Most new company formations adopt model articles, as set out by The Companies Act 2006. Alternatively, you may have a set of bespoke articles created for you or accept a version provided by a company formation agent.
Typical articles of association include-
- Director’s powers and decision making
- Appointing and removing directors
- Meetings and procedures
- Voting
- Distribution of profit
- Shares and transfer of shares
- Administrative matters and indemnity
At any time during life span of the limited company you are able to amend or entirely replace the articles of association. You can do this directly with Companies House or your formation agent can help you. For more complex changes you may need to engage a solicitor to re-write the documents.

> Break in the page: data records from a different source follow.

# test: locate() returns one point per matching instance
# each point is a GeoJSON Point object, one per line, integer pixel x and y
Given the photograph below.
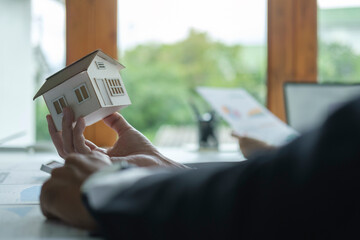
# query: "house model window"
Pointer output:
{"type": "Point", "coordinates": [115, 87]}
{"type": "Point", "coordinates": [59, 104]}
{"type": "Point", "coordinates": [100, 65]}
{"type": "Point", "coordinates": [81, 93]}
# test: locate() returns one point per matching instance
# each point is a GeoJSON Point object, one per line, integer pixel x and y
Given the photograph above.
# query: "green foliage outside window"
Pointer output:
{"type": "Point", "coordinates": [161, 78]}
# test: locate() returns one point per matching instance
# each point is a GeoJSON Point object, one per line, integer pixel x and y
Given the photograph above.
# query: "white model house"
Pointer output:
{"type": "Point", "coordinates": [91, 86]}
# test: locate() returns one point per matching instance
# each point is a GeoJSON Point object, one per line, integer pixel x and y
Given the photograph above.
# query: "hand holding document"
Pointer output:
{"type": "Point", "coordinates": [247, 116]}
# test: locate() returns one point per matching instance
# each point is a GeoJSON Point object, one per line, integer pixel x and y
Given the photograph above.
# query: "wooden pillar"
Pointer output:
{"type": "Point", "coordinates": [91, 25]}
{"type": "Point", "coordinates": [292, 47]}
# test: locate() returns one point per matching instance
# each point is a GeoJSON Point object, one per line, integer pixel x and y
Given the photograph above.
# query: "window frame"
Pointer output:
{"type": "Point", "coordinates": [57, 100]}
{"type": "Point", "coordinates": [81, 93]}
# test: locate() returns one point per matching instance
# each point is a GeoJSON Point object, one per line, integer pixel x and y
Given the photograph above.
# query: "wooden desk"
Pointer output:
{"type": "Point", "coordinates": [20, 185]}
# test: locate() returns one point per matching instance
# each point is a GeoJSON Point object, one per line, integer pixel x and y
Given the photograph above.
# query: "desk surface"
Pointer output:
{"type": "Point", "coordinates": [20, 185]}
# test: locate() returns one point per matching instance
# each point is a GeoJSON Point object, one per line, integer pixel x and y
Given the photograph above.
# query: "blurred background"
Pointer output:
{"type": "Point", "coordinates": [169, 48]}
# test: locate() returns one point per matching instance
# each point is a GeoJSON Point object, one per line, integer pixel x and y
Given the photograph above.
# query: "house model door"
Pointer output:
{"type": "Point", "coordinates": [104, 93]}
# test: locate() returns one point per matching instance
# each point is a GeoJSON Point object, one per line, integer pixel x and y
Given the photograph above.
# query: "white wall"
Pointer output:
{"type": "Point", "coordinates": [16, 72]}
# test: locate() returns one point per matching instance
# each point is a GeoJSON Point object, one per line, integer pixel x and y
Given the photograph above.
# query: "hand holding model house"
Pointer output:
{"type": "Point", "coordinates": [91, 86]}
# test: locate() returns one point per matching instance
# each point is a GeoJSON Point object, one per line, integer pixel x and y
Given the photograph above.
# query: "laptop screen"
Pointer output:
{"type": "Point", "coordinates": [308, 104]}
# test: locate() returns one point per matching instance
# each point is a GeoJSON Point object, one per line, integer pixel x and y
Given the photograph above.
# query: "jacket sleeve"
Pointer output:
{"type": "Point", "coordinates": [307, 188]}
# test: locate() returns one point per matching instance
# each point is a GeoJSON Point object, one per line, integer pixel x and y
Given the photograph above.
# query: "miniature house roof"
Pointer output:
{"type": "Point", "coordinates": [74, 69]}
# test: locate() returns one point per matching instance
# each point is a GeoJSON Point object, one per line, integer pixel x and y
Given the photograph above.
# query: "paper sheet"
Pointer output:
{"type": "Point", "coordinates": [247, 116]}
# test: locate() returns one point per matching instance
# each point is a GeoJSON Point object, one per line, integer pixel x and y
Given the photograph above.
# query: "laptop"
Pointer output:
{"type": "Point", "coordinates": [307, 105]}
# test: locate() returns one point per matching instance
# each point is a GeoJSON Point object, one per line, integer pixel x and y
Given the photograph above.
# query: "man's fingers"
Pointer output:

Changes should only be made where a legitimate reason is present, for example a restriction or clause is no longer necessary or prohibitive to the expansion of the company. One common change to the articles of association is the introduction or pre-emption rights. The basic model articles do not include pre-emption rights which provide some protection to shareholders.
When a legitimate need to change the articles of association has been identified, the change can be implemented in different ways
- Amending the wording of one or more clauses
- Adding or removing clauses
- Adopting a new set of articles replacing the previous document
If you have many changes to be made, it is often easier to amend the complete document and submit a new set of articles of association to Companies House.
How you submit the changes will depend upon the structure of your company. If you are a sole director or have very few shareholders this is quite straight forward and you can draw up a simple written resolution yourself or contact Simple Formations for assistance.
Companies with larger structures and multiple shareholders may require a special resolution to be drafted recording the action. This can be passed at a meeting such as the AGM and passed by a majority, subject to your existing articles requirements.
Once completed the signed resolution should be sent along with the updated or replacement document to Companies House. It is recommended that you monitor Companies House online to check that the document has been accepted. You will not receive confirmation from Companies House and most submissions are processed in approximately two weeks.